Me acerqué a la puerta y llamé al timbre. Nadie abría. Ya pensaba en volver a casa, decir que no había nadie, fallar en la misión pero volver. Insistí pensando que alguien saldría importunado, me vería a mí en la penumbra de la tarde, un chaval afeado por la adolescencia temprana con cara de pocos amigos, y se giraría molesto hacia una bolsa llena de membrillos o me diría que no, que a él nadie le había avisado del encargo, y yo tendría que irme avergonzado y recibir una reprimenda en casa: y por qué no lo explicaste, diría mi madre, si me conocen bien, si lo hemos hablado esta mañana. Yo giraba la rueda del mechero dentro del bolsillo, con suavidad para que no saltara la chispa, lo justo para notar su aspereza.

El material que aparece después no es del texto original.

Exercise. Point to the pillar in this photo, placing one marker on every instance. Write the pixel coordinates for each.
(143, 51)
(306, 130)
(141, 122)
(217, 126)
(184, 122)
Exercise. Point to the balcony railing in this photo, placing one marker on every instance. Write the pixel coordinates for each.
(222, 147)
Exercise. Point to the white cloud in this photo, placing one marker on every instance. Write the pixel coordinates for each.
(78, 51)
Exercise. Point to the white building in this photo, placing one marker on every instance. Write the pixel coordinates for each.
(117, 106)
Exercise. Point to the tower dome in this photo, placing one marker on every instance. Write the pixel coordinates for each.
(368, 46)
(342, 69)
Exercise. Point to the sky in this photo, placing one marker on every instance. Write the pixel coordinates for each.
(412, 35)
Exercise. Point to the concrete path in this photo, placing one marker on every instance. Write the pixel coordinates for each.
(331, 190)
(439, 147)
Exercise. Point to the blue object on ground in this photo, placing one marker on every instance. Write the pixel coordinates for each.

Por fin, un hombre de edad avanzada abrió la puerta desde dentro.
— ¡Ah, sí! —sonrió cuando le dije quién era—. Pasa, pasa, están aquí.
Dentro de la casa sonaba una música que yo no supe reconocer. Le seguí por varias habitaciones a oscuras. Él iba encendiendo algunas luces: parecía recién aterrizado en este mundo en el que ahora era de noche, como si acabara de llegar a aquella casa sumida en la negrura del barrio. Llegamos a una pequeña sala de estar. En la librería sonaba el equipo de música, cerca de la ventana había un sillón y, junto a él, una mesa de camilla sobre la que alguien había dejado abierto un libro grueso encuadernado en piel cuyo título no recuerdo. Se agachó para coger una bolsa de plástico junto a la librería: en su interior repleto brillaban como pepitas de oro los membrillos.

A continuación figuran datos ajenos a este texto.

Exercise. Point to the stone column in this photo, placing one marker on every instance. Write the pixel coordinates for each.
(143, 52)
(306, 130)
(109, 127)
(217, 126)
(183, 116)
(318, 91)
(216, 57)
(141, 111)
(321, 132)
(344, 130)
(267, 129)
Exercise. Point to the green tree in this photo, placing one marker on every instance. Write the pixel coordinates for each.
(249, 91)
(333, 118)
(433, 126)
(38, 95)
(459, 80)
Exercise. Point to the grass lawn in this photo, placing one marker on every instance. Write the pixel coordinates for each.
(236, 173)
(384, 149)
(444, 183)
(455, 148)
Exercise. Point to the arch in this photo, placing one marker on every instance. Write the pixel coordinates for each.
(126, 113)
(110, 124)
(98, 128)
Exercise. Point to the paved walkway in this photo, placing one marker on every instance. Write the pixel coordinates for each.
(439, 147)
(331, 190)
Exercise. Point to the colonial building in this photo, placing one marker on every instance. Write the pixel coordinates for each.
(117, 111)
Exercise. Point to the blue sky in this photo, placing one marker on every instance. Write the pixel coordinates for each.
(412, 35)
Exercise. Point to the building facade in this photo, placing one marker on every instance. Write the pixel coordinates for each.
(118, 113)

— Aquí están. — Me los acercó, se lo agradecí y me fui de allí.
Salí al jardín y luego a la calle y, en lugar de volver a casa, rodeé el edificio de la Estación Experimental. Las calles estaban desiertas. Saqué uno de los cigarrillos y lo llevé en la mano durante unos minutos antes de echármelo a los labios y prenderlo. Aspiré el humo de la primera calada y lo expulsé lentamente —así se hacía en las novelas que yo leía entonces—. El humo formó a mi alrededor una nube densa, el preludio de las nieblas que estaban por llegar. Me sucedía a veces que el cigarro me aburría hacia la mitad pero yo seguía fumando, no sé por qué. Al principio no vi a nadie en el callejón a oscuras, pero al poco, como quien se interna en un pasadizo aún más oscuro y tiene que dejar que los ojos se acostumbren, vi bajo una farola rota cómo se encendía un cigarro, la chispa del mechero como un estallido minúsculo y una llama que prendía vigorosa para luego empequeñecerse. Creí ver también el gesto de su boca aspirando. Allí, como apostada en el palo mayor de un barco varado, rodeada de humo y penumbra, estaba ella.